Между тем майор Ольшевский достал из тряпок толстую пачку пожелтевших бумаг, положил их на стол и обратился к Ленцке:
— Значит, это ваш архив?
— Да, товарищ майор.
— Садитесь и рассказывайте, когда и при каких обстоятельствах вы спрятали его. Нас это очень интересует.
— Как я уже говорил, в здании, где были спрятаны эти документы, во время моей нелегальной работы в Восточной Пруссии находилась конспиративная квартира. Там я спрятал свой партийный билет, несколько газет нашей партии, инструкции, листовки и заметки о некоторых коммунистах, работавших на этой территории. Кроме того, я спрятал там же десятка полтора характеристик на особо опасных гитлеровцев...
— Что за неосторожность? — прервал полковник, слушая перевод майора Ольшевского. — А если бы гестапо нашло ваш архив? Вас и других ваших товарищей поставили бы к стенке. У вас была плохая система конспирации.
Ленцке умолк, угрюмо глядя в пол. Затем произнес:
— Я не рассчитывал на то, что гестапо нападет на мой след. Однако... это случилось. Но, как видите, мой скромный архив сохранился. Пусть он будет моим свидетелем.
— Интересно, где могут теперь быть люди, с которыми вы сотрудничали в этих местах? — спросил Ольшевский.

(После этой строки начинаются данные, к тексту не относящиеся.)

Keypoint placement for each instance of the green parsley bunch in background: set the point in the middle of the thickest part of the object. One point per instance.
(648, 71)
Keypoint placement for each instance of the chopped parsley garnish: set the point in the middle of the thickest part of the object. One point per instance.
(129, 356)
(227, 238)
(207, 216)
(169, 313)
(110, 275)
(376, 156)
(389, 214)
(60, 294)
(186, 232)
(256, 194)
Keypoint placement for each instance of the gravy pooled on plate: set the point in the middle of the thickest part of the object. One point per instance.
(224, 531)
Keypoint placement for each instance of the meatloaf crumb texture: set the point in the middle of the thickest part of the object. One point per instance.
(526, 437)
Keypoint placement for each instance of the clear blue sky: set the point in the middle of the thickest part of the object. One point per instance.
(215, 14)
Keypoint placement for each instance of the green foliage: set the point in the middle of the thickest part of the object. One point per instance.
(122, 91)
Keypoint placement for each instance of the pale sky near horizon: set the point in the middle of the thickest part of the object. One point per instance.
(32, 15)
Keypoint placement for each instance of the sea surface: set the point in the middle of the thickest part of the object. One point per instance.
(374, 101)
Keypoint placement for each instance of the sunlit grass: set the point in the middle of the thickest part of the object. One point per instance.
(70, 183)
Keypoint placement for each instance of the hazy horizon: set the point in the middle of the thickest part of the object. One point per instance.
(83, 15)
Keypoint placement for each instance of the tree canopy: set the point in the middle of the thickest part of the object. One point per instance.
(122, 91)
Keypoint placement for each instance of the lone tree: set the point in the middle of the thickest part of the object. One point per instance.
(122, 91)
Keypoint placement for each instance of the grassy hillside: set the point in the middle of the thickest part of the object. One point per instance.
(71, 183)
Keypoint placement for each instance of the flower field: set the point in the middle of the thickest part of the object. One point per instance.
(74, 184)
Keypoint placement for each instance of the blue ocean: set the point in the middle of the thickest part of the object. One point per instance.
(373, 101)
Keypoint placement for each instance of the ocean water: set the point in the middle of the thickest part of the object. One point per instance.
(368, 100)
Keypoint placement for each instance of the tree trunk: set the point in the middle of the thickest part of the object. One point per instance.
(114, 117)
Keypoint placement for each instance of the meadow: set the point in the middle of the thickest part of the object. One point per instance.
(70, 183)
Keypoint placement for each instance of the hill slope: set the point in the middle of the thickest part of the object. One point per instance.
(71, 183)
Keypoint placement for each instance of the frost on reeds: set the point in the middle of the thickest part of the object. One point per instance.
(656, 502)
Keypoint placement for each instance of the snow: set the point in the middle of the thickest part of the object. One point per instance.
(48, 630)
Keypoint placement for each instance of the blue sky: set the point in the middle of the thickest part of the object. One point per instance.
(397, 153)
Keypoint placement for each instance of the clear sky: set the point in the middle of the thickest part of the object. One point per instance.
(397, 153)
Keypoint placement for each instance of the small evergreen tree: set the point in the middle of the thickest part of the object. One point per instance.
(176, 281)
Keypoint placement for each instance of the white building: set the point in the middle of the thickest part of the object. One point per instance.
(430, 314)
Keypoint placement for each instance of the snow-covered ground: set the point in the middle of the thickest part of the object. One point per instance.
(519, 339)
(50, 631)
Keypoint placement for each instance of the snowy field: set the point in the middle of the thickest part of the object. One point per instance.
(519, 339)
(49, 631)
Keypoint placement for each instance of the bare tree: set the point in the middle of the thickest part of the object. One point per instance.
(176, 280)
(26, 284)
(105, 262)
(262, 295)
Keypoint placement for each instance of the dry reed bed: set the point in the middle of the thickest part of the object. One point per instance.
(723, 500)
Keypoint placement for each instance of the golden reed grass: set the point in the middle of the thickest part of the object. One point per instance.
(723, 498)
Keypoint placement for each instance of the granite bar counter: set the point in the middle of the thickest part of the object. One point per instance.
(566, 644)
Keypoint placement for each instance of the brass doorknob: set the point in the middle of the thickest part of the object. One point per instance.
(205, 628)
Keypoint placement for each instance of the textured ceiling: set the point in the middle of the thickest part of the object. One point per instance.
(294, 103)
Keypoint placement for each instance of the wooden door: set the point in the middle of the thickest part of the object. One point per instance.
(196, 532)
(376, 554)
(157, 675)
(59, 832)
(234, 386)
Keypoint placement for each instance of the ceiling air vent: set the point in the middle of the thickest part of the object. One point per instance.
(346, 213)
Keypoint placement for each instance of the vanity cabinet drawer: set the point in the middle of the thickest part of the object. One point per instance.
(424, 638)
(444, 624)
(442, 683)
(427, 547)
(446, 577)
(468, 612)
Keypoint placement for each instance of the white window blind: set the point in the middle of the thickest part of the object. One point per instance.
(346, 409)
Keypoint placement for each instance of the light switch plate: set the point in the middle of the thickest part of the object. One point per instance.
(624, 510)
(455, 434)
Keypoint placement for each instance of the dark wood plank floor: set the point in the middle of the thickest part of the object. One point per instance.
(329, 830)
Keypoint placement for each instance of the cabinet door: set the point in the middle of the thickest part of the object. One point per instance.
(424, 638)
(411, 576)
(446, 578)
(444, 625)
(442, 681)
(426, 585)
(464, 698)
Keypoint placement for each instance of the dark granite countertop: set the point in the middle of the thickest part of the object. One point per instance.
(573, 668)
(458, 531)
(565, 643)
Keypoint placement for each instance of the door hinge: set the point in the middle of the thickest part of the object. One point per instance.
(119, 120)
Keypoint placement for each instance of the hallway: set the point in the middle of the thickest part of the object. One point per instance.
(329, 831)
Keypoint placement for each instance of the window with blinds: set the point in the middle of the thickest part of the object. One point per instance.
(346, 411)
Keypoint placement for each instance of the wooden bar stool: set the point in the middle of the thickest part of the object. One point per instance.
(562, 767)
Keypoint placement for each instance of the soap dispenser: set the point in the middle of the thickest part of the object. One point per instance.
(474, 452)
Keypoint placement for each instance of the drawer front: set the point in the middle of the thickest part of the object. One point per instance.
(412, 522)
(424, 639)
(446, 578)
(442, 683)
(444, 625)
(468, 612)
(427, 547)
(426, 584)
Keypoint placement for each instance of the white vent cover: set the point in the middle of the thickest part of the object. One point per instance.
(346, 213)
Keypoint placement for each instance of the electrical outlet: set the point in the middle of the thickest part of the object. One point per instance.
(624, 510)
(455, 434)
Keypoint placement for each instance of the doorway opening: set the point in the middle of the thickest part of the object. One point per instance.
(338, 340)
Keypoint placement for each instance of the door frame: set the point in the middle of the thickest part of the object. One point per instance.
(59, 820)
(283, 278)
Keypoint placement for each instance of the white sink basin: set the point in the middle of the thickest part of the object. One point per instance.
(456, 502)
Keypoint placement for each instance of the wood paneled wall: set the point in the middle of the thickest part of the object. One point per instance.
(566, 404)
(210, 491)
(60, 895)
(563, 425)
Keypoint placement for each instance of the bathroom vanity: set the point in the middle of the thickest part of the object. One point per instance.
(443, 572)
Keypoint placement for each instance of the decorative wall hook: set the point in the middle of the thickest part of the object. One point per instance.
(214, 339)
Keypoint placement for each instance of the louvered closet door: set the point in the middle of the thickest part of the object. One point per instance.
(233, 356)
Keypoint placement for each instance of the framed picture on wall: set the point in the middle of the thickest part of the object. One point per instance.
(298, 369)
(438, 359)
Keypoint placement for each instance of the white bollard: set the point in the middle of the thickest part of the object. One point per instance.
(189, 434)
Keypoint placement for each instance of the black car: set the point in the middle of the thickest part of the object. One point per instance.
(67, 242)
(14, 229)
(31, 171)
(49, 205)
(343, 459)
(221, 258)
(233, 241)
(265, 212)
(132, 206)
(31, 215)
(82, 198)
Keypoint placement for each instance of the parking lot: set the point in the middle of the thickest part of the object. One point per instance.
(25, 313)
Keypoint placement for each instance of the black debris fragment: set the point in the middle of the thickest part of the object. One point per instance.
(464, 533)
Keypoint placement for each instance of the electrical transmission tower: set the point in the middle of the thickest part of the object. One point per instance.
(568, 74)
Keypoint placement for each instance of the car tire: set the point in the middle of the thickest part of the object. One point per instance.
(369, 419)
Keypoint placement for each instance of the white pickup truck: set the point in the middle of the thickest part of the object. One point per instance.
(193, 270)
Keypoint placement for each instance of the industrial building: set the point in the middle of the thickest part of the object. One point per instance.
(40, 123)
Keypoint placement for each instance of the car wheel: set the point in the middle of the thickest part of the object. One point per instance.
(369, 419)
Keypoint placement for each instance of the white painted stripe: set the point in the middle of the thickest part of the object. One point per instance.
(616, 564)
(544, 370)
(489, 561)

— Некоторых, наверное, арестовало гестапо еще до войны или во время войны. О других ничего не знаю. Разбросало их по свету.
— Хорошо, — сказал полковник, — даже замечательно, что вы нашли свой архив. Возьми, Ольшевский, эти документы и составь вместе с товарищем протокол об обстоятельствах их обнаружения, а потом переведи их...
Через несколько дней майор Ольшевский доложил полковнику Губарину, что выполнил его задание. Тот прочитал протокол, взглянул на приложенный к нему перевод и спросил:
— Это все подлинное?
— Да, найденные документы подлинные. Партийный билет тоже. Но знаешь, что я тебе скажу? Чем дольше я говорю с Ленцке, узнаю его, тем больше утверждаюсь во мнении, что есть в нем что-то непонятное...
— На каком основании ты это утверждаешь?
— На этот вопрос нелегко ответить так сразу. Как ты знаешь, я бывал в этих местах перед войной. Знал некоторых немецких коммунистов и антифашистов здесь, в Гижицко. О них он не может ничего сказать, а должен был бы знать их.
— В условиях конспирации всяко бывает.
— Знаю, но видишь, Павел Андреевич, коммунисты — старые конспираторы, внутренне убежденные в правоте своих идей. А он о партии, Тельмане, конспирации, наших идеях говорит так, словно повторяет хорошо выученный урок. Кроме того, я все больше убеждаюсь, что Ленцке знает русский язык.